When Australia’s coronavirus lockdown forced bars and restaurants to shut down in March, breweries were left with huge inventories of unsold, stale beer.
But instead of going to waste, some expired ales and lagers in the state of South Australia have been serving a new purpose: powering a water treatment plant.
At the Glenelg Wastewater Treatment Plant to the west of the state capital Adelaide, millions of liters of unused beer from local breweries have been converted into renewable energy to power its water treatment process in recent months.
The plant mixes organic industrial waste with sewage sludge to produce biogas, which is then turned into electricity to power the whole facility. It usually generates enough biogas to provide about 80% of its energy needs.
But the recent influx of beer has boosted its energy generation to new levels, reaching 654-megawatt hours in a single month, Lisa Hannant, senior manager of production and treatment at SA Water, said in a statement.
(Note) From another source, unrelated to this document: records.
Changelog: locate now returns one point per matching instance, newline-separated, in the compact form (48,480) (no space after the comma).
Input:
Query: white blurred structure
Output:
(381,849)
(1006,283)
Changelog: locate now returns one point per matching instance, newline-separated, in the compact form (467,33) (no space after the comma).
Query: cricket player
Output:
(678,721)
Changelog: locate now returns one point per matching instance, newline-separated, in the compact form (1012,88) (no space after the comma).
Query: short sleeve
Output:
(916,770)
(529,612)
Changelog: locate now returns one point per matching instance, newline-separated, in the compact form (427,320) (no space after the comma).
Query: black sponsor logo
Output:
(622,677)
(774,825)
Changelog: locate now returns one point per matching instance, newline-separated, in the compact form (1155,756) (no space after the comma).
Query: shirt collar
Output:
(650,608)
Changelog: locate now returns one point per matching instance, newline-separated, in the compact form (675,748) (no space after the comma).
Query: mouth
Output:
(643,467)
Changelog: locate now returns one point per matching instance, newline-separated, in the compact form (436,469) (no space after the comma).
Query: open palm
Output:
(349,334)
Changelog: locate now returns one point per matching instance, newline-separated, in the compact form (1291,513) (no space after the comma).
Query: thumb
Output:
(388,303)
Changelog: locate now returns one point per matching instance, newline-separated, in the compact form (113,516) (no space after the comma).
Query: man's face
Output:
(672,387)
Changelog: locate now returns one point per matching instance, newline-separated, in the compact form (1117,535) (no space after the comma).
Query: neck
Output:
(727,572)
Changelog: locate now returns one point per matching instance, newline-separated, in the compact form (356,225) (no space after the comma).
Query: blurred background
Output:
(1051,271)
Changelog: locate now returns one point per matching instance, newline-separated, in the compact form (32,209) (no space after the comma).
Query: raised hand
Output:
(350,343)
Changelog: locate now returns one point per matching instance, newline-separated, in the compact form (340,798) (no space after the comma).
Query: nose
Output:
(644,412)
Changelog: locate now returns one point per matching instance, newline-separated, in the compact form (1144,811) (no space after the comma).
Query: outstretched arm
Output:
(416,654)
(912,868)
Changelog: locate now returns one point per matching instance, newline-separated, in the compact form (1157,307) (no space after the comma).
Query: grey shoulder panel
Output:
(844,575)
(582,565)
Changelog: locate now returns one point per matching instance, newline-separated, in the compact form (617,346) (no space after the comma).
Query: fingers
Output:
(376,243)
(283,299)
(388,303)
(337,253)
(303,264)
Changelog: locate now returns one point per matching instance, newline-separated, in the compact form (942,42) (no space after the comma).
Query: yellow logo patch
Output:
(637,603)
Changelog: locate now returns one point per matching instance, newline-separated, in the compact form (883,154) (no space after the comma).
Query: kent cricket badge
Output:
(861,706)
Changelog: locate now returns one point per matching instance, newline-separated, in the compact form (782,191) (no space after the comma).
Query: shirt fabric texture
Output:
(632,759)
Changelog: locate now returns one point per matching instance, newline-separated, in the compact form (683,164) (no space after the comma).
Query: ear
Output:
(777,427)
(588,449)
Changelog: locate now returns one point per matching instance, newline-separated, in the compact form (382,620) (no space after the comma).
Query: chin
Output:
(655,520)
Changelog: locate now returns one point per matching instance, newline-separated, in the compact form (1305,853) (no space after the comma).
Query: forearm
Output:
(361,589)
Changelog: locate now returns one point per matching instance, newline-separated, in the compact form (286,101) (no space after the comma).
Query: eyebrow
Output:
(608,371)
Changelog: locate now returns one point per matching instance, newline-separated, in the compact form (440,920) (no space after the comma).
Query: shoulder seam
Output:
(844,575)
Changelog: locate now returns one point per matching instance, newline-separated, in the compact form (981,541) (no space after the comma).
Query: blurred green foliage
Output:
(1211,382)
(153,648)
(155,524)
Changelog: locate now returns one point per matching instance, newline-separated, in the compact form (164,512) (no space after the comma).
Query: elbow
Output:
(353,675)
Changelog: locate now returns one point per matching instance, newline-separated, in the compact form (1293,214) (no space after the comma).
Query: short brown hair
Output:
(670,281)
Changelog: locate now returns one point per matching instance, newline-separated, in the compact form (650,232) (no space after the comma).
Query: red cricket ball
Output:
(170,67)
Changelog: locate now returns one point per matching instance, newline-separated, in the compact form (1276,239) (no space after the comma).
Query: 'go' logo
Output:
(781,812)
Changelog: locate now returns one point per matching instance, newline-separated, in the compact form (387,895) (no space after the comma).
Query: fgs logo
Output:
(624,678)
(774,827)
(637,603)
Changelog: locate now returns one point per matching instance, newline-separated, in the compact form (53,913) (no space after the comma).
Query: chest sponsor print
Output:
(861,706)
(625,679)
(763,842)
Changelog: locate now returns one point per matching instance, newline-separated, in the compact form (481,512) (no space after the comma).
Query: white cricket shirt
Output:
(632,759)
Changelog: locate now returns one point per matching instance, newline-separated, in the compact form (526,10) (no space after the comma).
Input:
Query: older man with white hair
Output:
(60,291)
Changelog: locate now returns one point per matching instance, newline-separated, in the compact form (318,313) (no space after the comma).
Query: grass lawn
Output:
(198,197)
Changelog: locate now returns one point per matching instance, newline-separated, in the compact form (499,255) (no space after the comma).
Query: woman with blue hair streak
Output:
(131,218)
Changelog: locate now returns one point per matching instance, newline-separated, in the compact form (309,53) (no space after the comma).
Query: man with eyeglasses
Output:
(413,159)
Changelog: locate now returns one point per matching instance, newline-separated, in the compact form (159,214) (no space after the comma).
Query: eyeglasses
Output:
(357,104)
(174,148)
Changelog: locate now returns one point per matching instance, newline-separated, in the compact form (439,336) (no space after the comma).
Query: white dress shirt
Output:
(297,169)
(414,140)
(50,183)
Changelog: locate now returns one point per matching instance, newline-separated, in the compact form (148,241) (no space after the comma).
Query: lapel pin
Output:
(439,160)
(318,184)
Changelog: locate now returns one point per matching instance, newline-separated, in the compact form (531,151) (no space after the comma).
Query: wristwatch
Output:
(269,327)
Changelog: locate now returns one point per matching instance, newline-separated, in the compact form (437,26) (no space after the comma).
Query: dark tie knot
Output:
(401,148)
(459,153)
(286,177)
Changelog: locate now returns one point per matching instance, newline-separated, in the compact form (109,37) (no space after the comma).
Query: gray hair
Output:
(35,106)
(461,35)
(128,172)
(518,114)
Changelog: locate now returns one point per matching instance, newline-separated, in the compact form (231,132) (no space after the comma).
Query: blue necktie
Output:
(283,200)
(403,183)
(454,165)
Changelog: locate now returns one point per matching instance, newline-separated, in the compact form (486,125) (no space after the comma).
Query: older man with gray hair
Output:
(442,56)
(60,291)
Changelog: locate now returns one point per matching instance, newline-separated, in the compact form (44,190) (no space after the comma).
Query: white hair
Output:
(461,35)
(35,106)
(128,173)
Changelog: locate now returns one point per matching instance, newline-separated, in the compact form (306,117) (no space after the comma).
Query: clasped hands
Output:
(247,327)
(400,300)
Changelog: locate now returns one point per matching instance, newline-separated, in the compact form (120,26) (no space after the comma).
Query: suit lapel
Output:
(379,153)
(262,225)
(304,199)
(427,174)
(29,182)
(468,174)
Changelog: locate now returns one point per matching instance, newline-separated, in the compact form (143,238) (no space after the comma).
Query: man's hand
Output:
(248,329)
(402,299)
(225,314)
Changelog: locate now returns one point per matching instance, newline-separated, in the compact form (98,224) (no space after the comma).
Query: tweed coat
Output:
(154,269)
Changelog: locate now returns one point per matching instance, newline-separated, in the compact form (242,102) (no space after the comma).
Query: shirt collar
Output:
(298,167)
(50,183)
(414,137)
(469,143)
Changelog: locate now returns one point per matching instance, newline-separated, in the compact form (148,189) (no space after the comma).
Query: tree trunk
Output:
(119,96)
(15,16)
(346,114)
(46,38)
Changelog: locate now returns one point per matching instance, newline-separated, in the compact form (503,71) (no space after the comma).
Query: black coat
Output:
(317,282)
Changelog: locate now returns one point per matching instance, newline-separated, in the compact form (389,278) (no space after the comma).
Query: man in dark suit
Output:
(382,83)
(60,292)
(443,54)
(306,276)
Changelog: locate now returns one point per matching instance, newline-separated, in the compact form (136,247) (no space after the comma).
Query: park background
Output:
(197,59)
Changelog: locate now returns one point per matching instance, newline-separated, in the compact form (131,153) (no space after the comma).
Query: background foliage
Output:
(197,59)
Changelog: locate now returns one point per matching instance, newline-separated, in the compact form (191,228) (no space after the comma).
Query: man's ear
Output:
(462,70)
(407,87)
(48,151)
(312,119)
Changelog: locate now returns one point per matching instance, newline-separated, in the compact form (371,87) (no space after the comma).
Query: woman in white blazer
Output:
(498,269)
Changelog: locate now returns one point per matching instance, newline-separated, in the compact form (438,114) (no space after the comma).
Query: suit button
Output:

“By adding around 150,000 litres of expired beer per week, we generated a record 355,200 cubic meters of biogas in May and another 320,000 cubic metres in June, which is enough to power 1,200 houses,” Hannant said.
Beer worked well for the plant’s “digesters,” Hannant said, referring to the large sealed concrete tanks where sewage sludge is heated in an oxygen-free environment and decomposed to produce methane-rich biogas. The booze’s high calorific value — the amount of heat released during combustion — makes it “perfect” for the anaerobic digestion process, she added.”
Honourably, our thirsty digesters have been doing their bit for the environment by drinking themselves silly and with such a horrific diet it’s no wonder they produce so much gas!” she said.
Imposed in late March, Australia’s coronavirus lockdown hit the brewing industry hard. In May, Lion Beer Australia, one of the country’s largest breweries, said it was emptying 90,000 kegs — or 4.5 million litres (1.188 million gallons) — of unwanted beer, according to CNN affiliate 7News.
The beer was tipped into the onsite wastewater treatment plants at its breweries across the country to create biogas, which can be used to brew new beer, 7News reported.